How a sun-tanning peptide accidentally led to sexual pharmacology
In the 1980s, a pharmacologist in Arizona tried to develop a melanotropin analog to prevent skin cancer through stimulation of endogenous tanning. An unexpected side effect during self-experiments — spontaneous erections — led two decades later to the approval of bremelanotide (PT-141) as a therapy for hypoactive sexual desire. A story of research serendipity, self-experimentation and the long path to approval.
An idea against skin cancer
In the late 1970s and early 1980s, melanoma diagnoses in the US rose dramatically. A group around Victor Hruby (peptide chemist) and Mac Hadley (endocrinologist) at the University of Arizona pursued an elegant idea: endogenous α-melanocyte-stimulating hormone (α-MSH) stimulates melanocytes to produce melanin — that is, endogenous tanning. Pharmacological stimulation of this pathway could theoretically reduce UV-induced DNA damage because more pigment protects the skin.
The challenge: native α-MSH has a half-life of a few minutes and is clinically unusable. Hruby's group developed stabilised analogs through the 1980s. One — a modified cyclic heptapeptide designated MT-II (melanotan-II) — showed the desired pigment stimulation in animal models and a substantially extended plasma half-life.

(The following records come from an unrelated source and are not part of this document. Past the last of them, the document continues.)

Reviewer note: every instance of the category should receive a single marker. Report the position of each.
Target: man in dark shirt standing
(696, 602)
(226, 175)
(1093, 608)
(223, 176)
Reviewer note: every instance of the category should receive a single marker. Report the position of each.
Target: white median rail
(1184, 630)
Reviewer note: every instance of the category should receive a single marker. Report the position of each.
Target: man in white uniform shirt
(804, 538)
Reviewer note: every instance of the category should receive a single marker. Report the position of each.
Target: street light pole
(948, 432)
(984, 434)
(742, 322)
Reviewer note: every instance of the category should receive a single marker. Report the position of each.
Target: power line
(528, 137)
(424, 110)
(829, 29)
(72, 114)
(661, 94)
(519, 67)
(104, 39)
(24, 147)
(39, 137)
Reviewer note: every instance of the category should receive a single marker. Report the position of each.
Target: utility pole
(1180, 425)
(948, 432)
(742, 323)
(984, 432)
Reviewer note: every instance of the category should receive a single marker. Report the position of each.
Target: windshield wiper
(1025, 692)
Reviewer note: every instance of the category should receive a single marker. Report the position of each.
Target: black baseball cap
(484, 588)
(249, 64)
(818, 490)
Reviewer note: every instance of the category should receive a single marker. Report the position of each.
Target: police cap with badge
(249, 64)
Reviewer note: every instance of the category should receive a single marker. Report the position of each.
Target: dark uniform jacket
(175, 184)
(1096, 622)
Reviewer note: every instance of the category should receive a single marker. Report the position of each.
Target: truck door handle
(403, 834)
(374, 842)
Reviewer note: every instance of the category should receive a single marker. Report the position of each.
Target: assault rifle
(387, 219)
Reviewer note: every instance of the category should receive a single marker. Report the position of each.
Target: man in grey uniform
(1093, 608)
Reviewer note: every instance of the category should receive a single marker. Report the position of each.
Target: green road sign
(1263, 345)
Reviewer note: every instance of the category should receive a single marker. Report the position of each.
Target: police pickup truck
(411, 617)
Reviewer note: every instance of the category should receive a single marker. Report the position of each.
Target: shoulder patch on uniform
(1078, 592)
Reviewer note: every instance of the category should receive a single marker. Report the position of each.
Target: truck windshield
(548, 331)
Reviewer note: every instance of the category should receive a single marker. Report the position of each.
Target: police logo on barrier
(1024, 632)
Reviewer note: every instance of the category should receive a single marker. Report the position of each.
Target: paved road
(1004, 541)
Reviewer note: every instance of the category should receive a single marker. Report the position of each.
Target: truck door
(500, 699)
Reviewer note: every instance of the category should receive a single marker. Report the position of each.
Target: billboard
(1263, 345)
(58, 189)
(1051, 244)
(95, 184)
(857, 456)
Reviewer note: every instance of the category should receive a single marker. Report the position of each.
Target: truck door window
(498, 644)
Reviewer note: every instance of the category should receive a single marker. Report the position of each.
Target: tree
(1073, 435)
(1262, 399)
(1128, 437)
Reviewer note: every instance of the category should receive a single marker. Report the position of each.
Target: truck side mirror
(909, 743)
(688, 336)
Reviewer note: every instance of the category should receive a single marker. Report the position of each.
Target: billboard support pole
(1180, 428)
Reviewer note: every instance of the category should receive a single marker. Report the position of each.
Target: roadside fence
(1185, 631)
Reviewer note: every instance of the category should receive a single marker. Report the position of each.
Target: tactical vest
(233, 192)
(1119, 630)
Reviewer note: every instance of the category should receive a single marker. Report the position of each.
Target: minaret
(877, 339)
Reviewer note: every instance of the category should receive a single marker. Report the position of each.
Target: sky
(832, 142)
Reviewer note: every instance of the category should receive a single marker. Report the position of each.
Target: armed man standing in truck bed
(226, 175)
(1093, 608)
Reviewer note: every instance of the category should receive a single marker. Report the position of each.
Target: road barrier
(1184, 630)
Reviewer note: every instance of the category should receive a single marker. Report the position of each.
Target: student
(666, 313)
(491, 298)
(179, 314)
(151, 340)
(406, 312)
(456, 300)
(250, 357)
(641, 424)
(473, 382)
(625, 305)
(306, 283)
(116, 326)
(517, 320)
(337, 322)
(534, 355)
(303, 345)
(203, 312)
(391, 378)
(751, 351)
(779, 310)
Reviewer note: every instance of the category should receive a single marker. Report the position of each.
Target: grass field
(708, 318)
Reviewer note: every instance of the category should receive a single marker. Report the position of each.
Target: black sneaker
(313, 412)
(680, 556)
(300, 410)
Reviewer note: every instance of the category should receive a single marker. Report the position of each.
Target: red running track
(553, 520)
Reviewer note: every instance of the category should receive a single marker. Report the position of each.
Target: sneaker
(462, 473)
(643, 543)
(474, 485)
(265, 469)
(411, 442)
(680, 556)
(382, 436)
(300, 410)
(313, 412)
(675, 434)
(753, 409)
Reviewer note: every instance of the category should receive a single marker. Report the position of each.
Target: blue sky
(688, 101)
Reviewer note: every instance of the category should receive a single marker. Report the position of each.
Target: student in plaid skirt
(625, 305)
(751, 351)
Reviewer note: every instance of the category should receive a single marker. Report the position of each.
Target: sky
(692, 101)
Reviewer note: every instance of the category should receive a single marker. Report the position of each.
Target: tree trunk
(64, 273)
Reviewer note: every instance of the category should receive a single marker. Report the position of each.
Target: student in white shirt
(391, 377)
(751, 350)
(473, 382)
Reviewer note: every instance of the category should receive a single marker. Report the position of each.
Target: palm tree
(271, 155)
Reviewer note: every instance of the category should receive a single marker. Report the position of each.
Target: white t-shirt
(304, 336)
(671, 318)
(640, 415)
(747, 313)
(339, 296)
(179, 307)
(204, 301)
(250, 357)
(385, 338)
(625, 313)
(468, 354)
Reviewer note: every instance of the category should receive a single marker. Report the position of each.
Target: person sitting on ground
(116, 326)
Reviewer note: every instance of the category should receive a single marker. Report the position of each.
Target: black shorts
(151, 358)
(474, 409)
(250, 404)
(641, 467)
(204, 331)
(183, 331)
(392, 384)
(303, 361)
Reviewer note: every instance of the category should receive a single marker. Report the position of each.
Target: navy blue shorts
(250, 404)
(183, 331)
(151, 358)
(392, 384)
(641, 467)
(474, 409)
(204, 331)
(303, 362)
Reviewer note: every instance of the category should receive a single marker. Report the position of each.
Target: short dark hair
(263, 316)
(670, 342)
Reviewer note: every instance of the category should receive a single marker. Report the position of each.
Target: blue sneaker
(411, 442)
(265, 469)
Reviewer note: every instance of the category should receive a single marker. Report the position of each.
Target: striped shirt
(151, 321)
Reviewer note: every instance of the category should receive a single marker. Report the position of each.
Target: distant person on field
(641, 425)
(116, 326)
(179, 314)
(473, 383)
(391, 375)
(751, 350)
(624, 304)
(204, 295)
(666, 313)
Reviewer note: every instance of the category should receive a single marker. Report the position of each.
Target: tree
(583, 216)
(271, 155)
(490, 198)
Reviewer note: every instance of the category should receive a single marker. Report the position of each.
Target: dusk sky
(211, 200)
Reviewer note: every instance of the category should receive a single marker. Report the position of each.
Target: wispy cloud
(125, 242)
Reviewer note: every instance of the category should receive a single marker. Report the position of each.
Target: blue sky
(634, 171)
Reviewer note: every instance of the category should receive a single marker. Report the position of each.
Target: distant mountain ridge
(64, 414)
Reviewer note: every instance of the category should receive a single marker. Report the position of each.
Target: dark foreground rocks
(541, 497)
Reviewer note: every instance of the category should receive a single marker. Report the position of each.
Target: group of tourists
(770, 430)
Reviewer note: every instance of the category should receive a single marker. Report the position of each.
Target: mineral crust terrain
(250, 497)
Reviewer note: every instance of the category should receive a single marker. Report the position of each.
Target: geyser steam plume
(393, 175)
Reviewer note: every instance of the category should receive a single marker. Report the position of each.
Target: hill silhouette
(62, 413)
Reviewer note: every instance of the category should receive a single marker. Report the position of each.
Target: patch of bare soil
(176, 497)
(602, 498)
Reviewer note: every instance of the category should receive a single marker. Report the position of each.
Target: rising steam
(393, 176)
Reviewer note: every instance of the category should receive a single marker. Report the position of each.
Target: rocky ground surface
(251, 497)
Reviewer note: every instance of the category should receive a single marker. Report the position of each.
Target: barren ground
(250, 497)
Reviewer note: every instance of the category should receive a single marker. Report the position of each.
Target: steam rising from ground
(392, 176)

The self-experiment and the surprise
Before the formal toxicity phase, Hruby, Hadley and colleagues conducted a series of self-experiments — a historically not unusual practice in pharmacology, today ethically acceptable only in very narrow frameworks. Reported effects included expected (skin darkening) but also unexpected observations: nausea, appetite suppression, and — in the male subjects — spontaneous erections lasting several hours.
This observation was initially a curiosity. But it was systematically documented and led to the hypothesis that the central melanocortin receptor pathway — particularly MC4R and MC3R in the brain — could modulate sexual arousal, independent of the peripheral vascular mechanism on which sildenafil (Viagra, approved 1998) was being developed at the same time.
From tanning peptide to sexual pharmacology
In the mid-1990s the erection observation was taken pharmacologically seriously. Palatin Technologies licensed the substance pool from Arizona and developed a further shortened and more stable variant: PT-141 (bremelanotide), a cyclic heptapeptide with more selective MC4R affinity than melanotan-II. Clinical trials began in the late 1990s for erectile dysfunction and later evolved to the indication 'Hypoactive Sexual Desire Disorder' (HSDD) in pre-menopausal women.
The trial career was long and not linear. An early nasal formulation failed phase 3 in 2008 due to blood pressure increases. A lower subcutaneous dose was newly developed; the RECONNECT trials (phase 3, completed 2016) in pre-menopausal women with HSDD led in 2019 to FDA approval of Vyleesi (bremelanotide 1.75 mg s.c., as needed before sexual activity).
„We were originally looking for a sun protection. What we found was a signal transduction pathway for sexual arousal — and it kept us busy for 30 years."
The shadow life — melanotan-II as a research chemical
While bremelanotide went through the lengthy clinical path, melanotan-II — the original, less selective substance — spread from the mid-2000s in bodybuilding and tanning communities as an unapproved injectable tanning agent. Users reported skin darkening, but also the same side effects academic research had documented: nausea, sexual effects, appetite suppression. A PubMed-listed case series from Australia documented from 2009 onwards the appearance of new pigmented naevi and changes in existing moles in melanotan-II users — a clinically relevant safety signal largely ignored in user forums.
EMA and national authorities have repeatedly publicly warned against the use of melanotan-II. The FDA has classified it as an unapproved substance. Nevertheless, melanotan-II remains available on research-chemical markets to this day.
What the story shows pharmacologically
Three observations are interesting for the scientific assessment of this line. First: the separation between desired and undesired effect of a substance depends on the indication context. What is a side effect in a tanning peptide (erection) is the desired endpoint in an HSDD therapy. Second: the path from a self-experiment observation in the 1980s to regulatory approval in 2019 took nearly 40 years. Third: the parallel black-market story shows how hard it is to control a pharmacologically active substance after first publication — even when the approved form is not the original substance.
Open questions
- What is the clinical effect size of bremelanotide in HSDD compared with non-pharmacological therapies?
- What long-term safety signals (cardiovascular, naevi, pigmentation) emerge with continued use?
- Can MC4R-more-selective ligands with better side-effect profiles be developed?
- How should authorities deal with the persistent melanotan-II black market — education, prosecution, or both?